With a dynamical model we can simulate forwards in time and see how a
system might change over time, given a set of parameters. If we have a
time series data set though, we can go a step further and find
parameters consistent with the data. This vignette gives an introduction
to the approaches to fitting to data available for odin2
models. This support largely derives from the monty
and dust2
packages
and we will refer the reader to their documentation where further detail
is on offer.
Setting the scene
We’ll start with a simple data set of daily cases of some disease over time
data <- read.csv("incidence.csv")
head(data)
#> cases time
#> 1 3 1
#> 2 2 2
#> 3 2 3
#> 4 2 4
#> 5 1 5
#> 6 3 6
plot(cases ~ time, data, pch = 19, las = 1,
xlab = "Time (days)", ylab = "Cases")
The data here shows a classic epidemic, with cases rising up to some
peak and falling. We will try fitting this with a simple compartmental
SIR (Susceptible-Infected-Recovered) model, which we will write here in
odin2. There are a number of possible ways of writing this, but here
we’ll go for a stochastic discrete-time version, mostly because it will
allow us to demonstrate a number of features of odin2
,
dust2
and monty
(and because the ODE version
is not yet written).
Before fitting the data, we’ll write out a model that captures the
core ideas (this is replicated from vignette("odin2")
), but
with an equation for incidence
added (the number of new
infections over one time unit).
sir <- odin({
initial(S) <- N - I0
initial(I) <- I0
initial(R) <- 0
initial(incidence, zero_every = 1) <- 0
update(S) <- S - n_SI
update(I) <- I + n_SI - n_IR
update(R) <- R + n_IR
update(incidence) <- incidence + n_SI
n_SI <- Binomial(S, p_SI)
n_IR <- Binomial(I, p_IR)
p_SI <- 1 - exp(-beta * I / N * dt)
p_IR <- 1 - exp(-gamma * dt)
beta <- parameter()
gamma <- parameter()
I0 <- parameter()
N <- 1000
}, quiet = TRUE)
We can initialise this system and simulate it out over this time series and plot the results against the data:
pars <- list(beta = 0.3, gamma = 0.1, I0 = 5)

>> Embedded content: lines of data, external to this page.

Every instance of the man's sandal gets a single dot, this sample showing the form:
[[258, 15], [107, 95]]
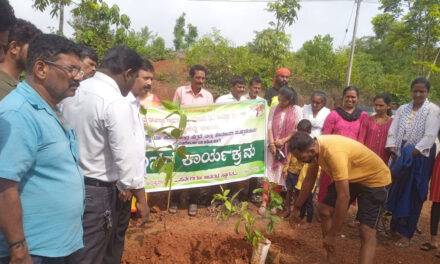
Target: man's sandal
[[173, 208], [192, 210], [428, 246]]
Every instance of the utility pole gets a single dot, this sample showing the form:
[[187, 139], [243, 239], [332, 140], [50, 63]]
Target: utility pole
[[434, 63], [353, 43]]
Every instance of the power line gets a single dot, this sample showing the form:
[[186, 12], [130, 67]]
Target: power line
[[267, 1], [348, 24]]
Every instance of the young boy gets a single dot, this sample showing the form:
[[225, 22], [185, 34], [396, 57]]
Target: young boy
[[293, 168]]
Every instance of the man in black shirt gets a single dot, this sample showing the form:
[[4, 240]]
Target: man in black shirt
[[281, 79]]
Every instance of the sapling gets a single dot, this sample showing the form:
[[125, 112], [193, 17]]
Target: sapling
[[252, 235], [164, 164]]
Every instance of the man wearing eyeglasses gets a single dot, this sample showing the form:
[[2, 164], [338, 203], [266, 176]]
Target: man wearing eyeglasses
[[103, 120], [7, 20], [16, 52], [41, 183]]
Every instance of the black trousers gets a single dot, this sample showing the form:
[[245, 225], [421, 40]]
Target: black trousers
[[435, 217], [121, 219], [97, 225]]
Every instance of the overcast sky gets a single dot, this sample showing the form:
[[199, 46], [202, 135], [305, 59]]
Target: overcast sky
[[237, 21]]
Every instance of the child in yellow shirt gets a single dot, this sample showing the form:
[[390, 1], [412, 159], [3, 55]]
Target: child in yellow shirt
[[308, 205], [293, 168]]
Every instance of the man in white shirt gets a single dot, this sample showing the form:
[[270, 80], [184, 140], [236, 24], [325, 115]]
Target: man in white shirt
[[237, 88], [103, 121], [142, 85], [254, 89]]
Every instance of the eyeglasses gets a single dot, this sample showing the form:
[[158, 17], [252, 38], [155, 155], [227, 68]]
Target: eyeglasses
[[74, 71]]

sys <- dust_system_create(sir(), pars, n_particles = 20, dt = 0.25)
dust_system_set_state_initial(sys)
time <- 0:100
y <- dust_system_simulate(sys, time)
The dust_system_simulate()
function returns an
n_state
by n_particle
by n_time
matrix (here, 4 x 20 x 101). We’re interested in incidence, and
extracting that gives us a 20 x 101 matrix, which we’ll transpose in
order to plot it:
incidence <- dust_unpack_state(sys, y)$incidence
matplot(time, t(incidence), type = "l", lty = 1, col = "#00000055",
xlab = "Time (days)", ylab = "Cases", las = 1)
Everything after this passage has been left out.